Scientific exploratory data analysis

This skill guides defensive, human-led exploratory data analysis on scientific data. The agent does not open files and dump code; it captures problem context first, helps narrow to a single first step, takes instruction from the user, and asks "why?" before executing when the user requests a specific plot or table.

Usage

Use this skill when the user provides one or more data files (CSV, FASTA, or other scientific formats) and wants to explore or analyze them. Start by capturing context—do not load or plot data until the problem (biological, chemical, or data-science question) is clearly stated and the agent is aligned as a guided assistant.

Requirements

  • uv for running Python scripts: every script uses PEP723 inline script metadata and is run with uv run script.py. Do not run ad-hoc Python or raw interpreters; each script declares and manages its own dependencies.
  • Ability to read the relevant data formats (pandas, BioPython, etc.) via dependencies declared in the script block.

What It Does

  1. Context first – Capture and record the problem context (what question, what domain) before touching the data.
  2. Single first step – Help the user narrow to one first plot or one first summary (not a barrage of code or plots).
  3. Human-guided execution – Take instruction on what to do next; when the user says "make this plot" or "give me that table," ask why before doing it, then execute.
  4. Session layout – Each analysis is a session: one folder under analysis/ with a descriptive name and start date/time, containing journal.md, plots/, and scripts/.
  5. Journal – Append-only journal.md per session: record data shape (columns, rows, structure), what was done, and findings.
  6. Scripts and plots – Throwaway scripts in scripts/ (PEP723, uv run); plots saved as WebP (not PNG) for small file size; all under the session folder.
  7. Suggest next step – After each action, suggest the most logical next step and let the user decide.

How It Works

Phase 1: Capture context (before touching data)

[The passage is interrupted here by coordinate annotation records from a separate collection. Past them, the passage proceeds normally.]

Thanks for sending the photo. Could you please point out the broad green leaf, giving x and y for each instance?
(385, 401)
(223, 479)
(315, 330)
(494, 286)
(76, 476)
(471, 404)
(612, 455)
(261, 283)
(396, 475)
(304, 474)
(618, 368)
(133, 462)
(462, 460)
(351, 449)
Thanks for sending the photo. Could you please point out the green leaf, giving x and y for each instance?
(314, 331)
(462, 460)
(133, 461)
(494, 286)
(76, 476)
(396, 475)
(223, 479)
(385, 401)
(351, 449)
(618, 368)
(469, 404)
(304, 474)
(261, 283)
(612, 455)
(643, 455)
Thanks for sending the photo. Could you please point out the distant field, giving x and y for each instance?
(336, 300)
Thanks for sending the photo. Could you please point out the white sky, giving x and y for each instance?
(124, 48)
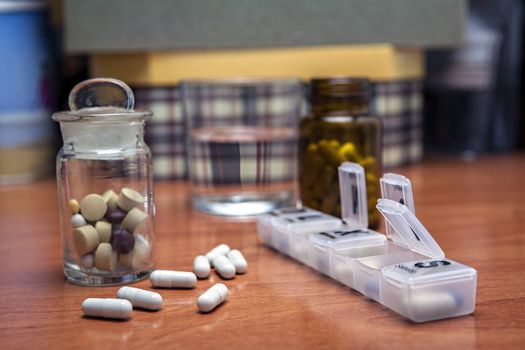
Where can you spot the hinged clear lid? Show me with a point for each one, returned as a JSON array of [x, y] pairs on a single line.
[[399, 189], [427, 271], [352, 186], [408, 230]]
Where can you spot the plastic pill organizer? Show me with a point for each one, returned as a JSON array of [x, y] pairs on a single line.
[[405, 270]]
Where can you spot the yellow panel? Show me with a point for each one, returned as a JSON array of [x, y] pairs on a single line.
[[379, 62]]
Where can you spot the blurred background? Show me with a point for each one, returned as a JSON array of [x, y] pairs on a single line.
[[446, 76]]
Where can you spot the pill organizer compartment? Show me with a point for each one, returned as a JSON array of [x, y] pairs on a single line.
[[413, 239], [322, 243], [354, 233], [264, 222], [343, 256], [426, 290], [289, 235]]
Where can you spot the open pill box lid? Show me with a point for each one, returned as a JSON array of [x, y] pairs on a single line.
[[408, 230], [352, 186], [399, 189]]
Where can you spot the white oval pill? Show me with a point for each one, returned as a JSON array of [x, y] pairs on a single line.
[[78, 220], [238, 260], [224, 267], [221, 249], [201, 266], [173, 279], [107, 308], [140, 298], [212, 297]]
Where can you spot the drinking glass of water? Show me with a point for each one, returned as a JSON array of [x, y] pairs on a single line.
[[242, 144]]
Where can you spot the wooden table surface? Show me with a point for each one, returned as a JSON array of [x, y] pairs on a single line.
[[475, 211]]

  • Do not open the data file and start coding or plotting.
  • Ask for or confirm: the problem context—biological, chemical, or data-science question; what the user hopes to learn or decide; and any constraints (e.g. specific variables, subsets).
  • Record this in the session’s journal.md (see Phase 3). Only after context is recorded and agreed, proceed to inspect data shape and plan the first step.

Phase 2: Start a data analysis session

  • Create one session folder under analysis/ (or a project-agreed base). Name it descriptive + ISO datetime at session start, e.g. analysis/2025-02-05T14-30-00-protein-binding/.
  • Canonical layout for each session folder:
    • journal.md – append-only running journal for this session
    • plots/ – all figures (WebP only for matplotlib)
    • scripts/ – disposable scripts that load data, summarize, or make plots
  • Session folder name must include date/time and a short descriptive slug so sessions are sortable and identifiable. See references/session-structure.md for the canonical tree.

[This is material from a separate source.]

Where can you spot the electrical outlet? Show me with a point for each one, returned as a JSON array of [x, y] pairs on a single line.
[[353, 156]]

Phase 3: Journal (append-only, per session)

  • Before each substantive action, read the session’s journal.md.
  • Record in the journal:
    • Data shape: after loading or inspecting the data, jot columns (and types if relevant), row count, and any structure (e.g. multi-index, FASTA count, key fields). Do this as soon as shape is known and after any major data step.
    • What was done (which script, which plot, which summary)
    • Findings, surprises, and follow-up ideas
  • Use a timestamp per entry (e.g. ISO or compact YYYY-MM-DD HH:MM).
  • Tags like [SHAPE], [PLOT], [FINDING], [NEXT] keep the journal scannable. The journal is the session’s memory; use it to suggest the next step.

Phase 4: Understand shape, then one first step

  • Shape of the data: Before proposing or making plots, ensure the agent (and user) knows: what columns/fields exist, how many rows/records, and any critical structure. Record this in journal.md under a [SHAPE] entry.
  • Single first plot (or table): Help the user choose one first visualization or summary (e.g. one distribution, one overview table). Do not generate many plots at once; get alignment on that single step, then execute.

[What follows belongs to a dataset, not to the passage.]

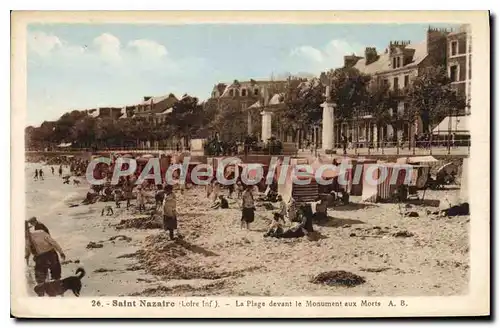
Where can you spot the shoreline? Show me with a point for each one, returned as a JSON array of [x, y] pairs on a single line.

Phase 5: Human-guided execution and "ask why"

  • Take instruction: The user may ask for a specific plot, table, or filter. Execute only after clarity.
  • Ask why before doing: When the user says "make this plot" or "give me that table," briefly ask why (e.g. what decision or question it supports). Then run the script and record the outcome in the journal.
  • After each action: Suggest the most logical next step (one step), and let the user confirm or redirect. Do not auto-execute a long pipeline.

Phase 6: Scripts (disposable, PEP723, uv run)

  • All Python used for this EDA lives in scripts under the session’s scripts/ folder.
  • Every script has PEP723 inline script metadata at the top (# /// script, requires-python, dependencies, # ///). Run with uv run script.py (or uv run scripts/script_name.py with CWD = session folder). Do not run raw python or paste code in a REPL; the script is the unit of execution and owns its environment.
  • Scripts are throwaway: they are for this session’s plots and summaries, not production. Paths in scripts are relative to the session folder (e.g. ../data/file.csv or as agreed).

Phase 7: Plots (WebP only for matplotlib)

  • Save all matplotlib (and similar) figures as WebP, not PNG, to keep image sizes small. Use e.g. fig.savefig("plots/overview.webp", format="webp").
  • Write plot files into the session’s plots/ directory. Name files descriptively (e.g. distribution_response.webp, first_ten_records.webp).
  • Reference these plots in the journal when you record what was done.

When EDA is in a Marimo notebook

When the user conducts this EDA workflow in a Marimo notebook (instead of scripts in scripts/), follow the same phases above (context first, one step, journal, ask why). In addition:

  • Markdown before and after code: For each code cell in the notebook, add markdown cells before and after that explain what the code does and what the results mean. The markdown before sets up intent; the markdown after summarizes or interprets the output.

See references/marimo-notebook-eda.md for the canonical convention.

Guardrails

  1. Context before data – Do not open or analyze the data until the problem context is stated and recorded in the session journal.
  2. One first step – Propose and agree on a single first plot or summary; do not generate a large block of code or many plots in one go.
  3. Ask why – When the user requests a specific plot or table, ask why (what question or decision it serves) before executing.
  4. Journal as memory – Read and append to the session’s journal.md; record data shape and findings so the next step is informed.
  5. Scripts only via uv run – No ad-hoc Python; every script has PEP723 metadata and is run with uv run script.py.
  6. WebP for plots – Use WebP for matplotlib (and similar) output; do not save as PNG by default.
  7. Suggest, don’t assume – After each action, suggest one logical next step and wait for the user to confirm or change direction.
  8. Marimo notebooks – When EDA is in a Marimo notebook, add markdown cells before and after each code cell to explain intent and results (see references/marimo-notebook-eda.md).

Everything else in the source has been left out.